Modern Wisdom #1065 – Scott Solomon
The Insane Biological Cost of Living on Mars
Host: Chris Williamson
Guest: Dr. Scott Solomon
Date: February 28, 2026
In this fascinating and wide-ranging episode, Chris Williamson is joined by evolutionary biologist Dr. Scott Solomon to discuss the profound biological, psychological, and societal challenges of living on Mars. They explore what it would really take for humans to survive, reproduce, and adapt over generations on the Red Planet—delving into evolutionary bottlenecks, radiation, psychological stresses, ethical dilemmas, and the real likelihood of Martian speciation. Together, they unpack the sci-fi scenarios of futures where Mars-born humans might diverge completely from those on Earth and ask whether our technological ambitions are ethically and biologically responsible.
"It's the most boring episode of Love Island ever filmed, but it lasts for an entire 12 months." — Chris [02:56]
"The environment I'm in has made me stupid." — Chris [19:39]
"There's a thing people call astronauts...space fog or space brain sometimes." — Scott [19:48]
"That is the most Russian shit I have ever heard in my entire life. Yeah, we have, we have birthday, we have onion." — Chris [29:48]
"You're talking about a lot of suffering, you're talking about a lot of death." — Scott [33:07]
"You don't want an even number of people...so there's a tiebreaker." — Scott [42:38]
"Imagine a government meeting where you can't even have a conversation. Right. You think it's dysfunctional now, man?" — Chris [44:52]
"They talk about the awe...seeing how thin the atmosphere is...how the Earth doesn't look like it does on the map." — Scott [49:10]
"If you think that a married couple are going to space and they're not going to join the million mile high club, you are out of your mind." — Chris [59:05]
"I think even as soon as the first generation of people born on Mars will potentially have a great difficulty with coming back to Earth." — Scott [66:49]
"...By making those changes you might be improving their ability to thrive in that environment, but you might simultaneously prevent them from being able to go back home." — Scott [79:32]
On the inevitability of divergence:
"Once you start talking about a multi-generational presence...we should expect evolutionary change. That's how evolution works, right?" — Scott [03:51]

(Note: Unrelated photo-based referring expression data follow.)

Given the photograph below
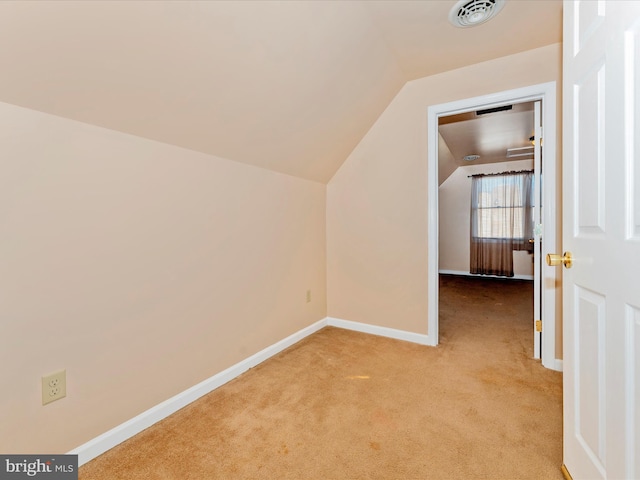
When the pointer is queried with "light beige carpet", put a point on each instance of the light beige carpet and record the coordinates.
(346, 405)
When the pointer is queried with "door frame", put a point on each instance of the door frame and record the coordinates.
(546, 93)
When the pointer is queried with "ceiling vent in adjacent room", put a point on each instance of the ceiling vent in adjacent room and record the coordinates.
(469, 13)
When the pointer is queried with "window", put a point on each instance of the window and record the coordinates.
(501, 220)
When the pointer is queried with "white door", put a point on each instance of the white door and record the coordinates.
(601, 228)
(537, 221)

On the psychological impact of confinement:
"Knowing that you can't leave...definitely takes a toll." — Scott [46:54]
On ethics and genetic engineering:
"If you had the ability to alleviate suffering of an unborn child or of future generations, and if you didn't do that, is that ethical?" — Scott [76:20]

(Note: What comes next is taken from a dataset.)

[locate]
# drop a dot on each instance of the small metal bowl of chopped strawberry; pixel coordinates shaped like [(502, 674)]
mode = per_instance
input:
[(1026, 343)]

This episode is a must-listen for anyone curious about space settlement, as it lays bare the almost mind-boggling challenges—not just technological, but fundamentally biological and ethical—of humanity's push to become a multi-planetary species. Dr. Solomon’s insights, grounded in evolutionary biology and leavened with humor and engaging hypotheticals, will stay with you long after the conversation ends.